Regex to find all substrings and longest substring
I would usually do something like this using a string libray. But I wonder if it can be done using a regex.
I want to do the following: Given a search string:
Seattle is awesome
I want to find all substrings of it in a given sentence. So applying a regex to the following sentence
Seattle Seattle is awesome is awesome awesome is Seattle
Should give me
Seattle, Seattle is awesome, is awesome, awesome, is, Seattle
One constraint that might be helpful is that the sentence will always have only the words present in the search string and whitespaces in between.
Note If there's a match, it shou开发者_C百科ld be the longest possible string. So like in the above example the matches shouldn't be single words rather longest possible substrings. Order among words also needs to be maintained.

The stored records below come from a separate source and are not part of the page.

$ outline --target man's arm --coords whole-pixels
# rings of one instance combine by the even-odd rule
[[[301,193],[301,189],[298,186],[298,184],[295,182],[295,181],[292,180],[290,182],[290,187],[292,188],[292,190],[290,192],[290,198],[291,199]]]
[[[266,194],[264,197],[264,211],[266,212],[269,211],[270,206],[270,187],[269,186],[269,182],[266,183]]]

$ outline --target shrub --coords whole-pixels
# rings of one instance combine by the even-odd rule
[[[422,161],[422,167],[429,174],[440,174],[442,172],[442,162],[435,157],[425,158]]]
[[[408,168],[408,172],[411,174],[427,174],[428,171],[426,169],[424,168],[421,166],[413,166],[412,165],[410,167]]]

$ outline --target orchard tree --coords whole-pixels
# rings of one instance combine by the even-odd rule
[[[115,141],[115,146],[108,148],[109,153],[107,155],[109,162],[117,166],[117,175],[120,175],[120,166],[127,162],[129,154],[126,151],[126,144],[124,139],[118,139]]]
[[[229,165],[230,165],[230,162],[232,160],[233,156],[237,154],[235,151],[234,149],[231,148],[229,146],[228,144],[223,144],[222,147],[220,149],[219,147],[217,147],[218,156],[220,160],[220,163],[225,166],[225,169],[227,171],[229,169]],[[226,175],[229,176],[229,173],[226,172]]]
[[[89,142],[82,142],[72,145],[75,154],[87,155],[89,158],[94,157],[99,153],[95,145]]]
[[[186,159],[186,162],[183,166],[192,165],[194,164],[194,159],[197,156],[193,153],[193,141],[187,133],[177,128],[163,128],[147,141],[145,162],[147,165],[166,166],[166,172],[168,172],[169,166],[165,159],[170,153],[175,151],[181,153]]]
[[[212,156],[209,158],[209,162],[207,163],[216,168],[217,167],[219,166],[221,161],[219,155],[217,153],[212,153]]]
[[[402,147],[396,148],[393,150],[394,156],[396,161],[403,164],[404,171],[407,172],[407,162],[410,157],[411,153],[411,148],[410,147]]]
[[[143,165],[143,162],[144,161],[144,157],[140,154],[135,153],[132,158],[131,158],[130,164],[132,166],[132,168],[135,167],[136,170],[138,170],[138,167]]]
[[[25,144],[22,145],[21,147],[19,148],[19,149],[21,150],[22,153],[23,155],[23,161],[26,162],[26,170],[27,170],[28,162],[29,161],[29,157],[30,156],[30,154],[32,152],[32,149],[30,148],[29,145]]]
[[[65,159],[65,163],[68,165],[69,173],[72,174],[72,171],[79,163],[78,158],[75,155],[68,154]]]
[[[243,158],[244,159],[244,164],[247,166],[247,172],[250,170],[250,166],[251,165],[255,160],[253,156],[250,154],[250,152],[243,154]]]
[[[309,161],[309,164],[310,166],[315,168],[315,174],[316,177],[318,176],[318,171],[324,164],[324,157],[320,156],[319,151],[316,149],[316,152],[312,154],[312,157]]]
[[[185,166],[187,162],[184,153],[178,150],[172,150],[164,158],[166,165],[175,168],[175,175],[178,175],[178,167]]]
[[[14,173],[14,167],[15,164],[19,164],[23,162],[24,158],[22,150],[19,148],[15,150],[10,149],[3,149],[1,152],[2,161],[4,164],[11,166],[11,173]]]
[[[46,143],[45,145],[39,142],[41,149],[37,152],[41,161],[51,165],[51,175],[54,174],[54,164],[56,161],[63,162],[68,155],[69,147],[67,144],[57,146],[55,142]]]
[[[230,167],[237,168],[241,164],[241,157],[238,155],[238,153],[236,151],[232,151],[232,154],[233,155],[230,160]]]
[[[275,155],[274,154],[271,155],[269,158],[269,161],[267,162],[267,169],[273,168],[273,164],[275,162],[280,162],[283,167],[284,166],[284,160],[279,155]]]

That's why
awesome is Seattle
in the sentence above gives us
awesome, is and Seattle
I am not sure if something like this can be done with a regex though, since it is greedy. Would appreciate any insight into this! I'm familiar with both C# and Java and could use either of their regex libraries.
I don't think you can do this with a regex. Wikipedia has a good article on the longest common subsequence problem.
There is no good way to express such a pattern directly with a regex.
You'll need to list all allowed combinations:
Seattle is awesome|Seattle is|Seattle|is awesome|is|awesome
or more succinctly:
Seattle( is( awesome)?)?|is( awesome)?|awesome
You can programmatically transform your input string to this format.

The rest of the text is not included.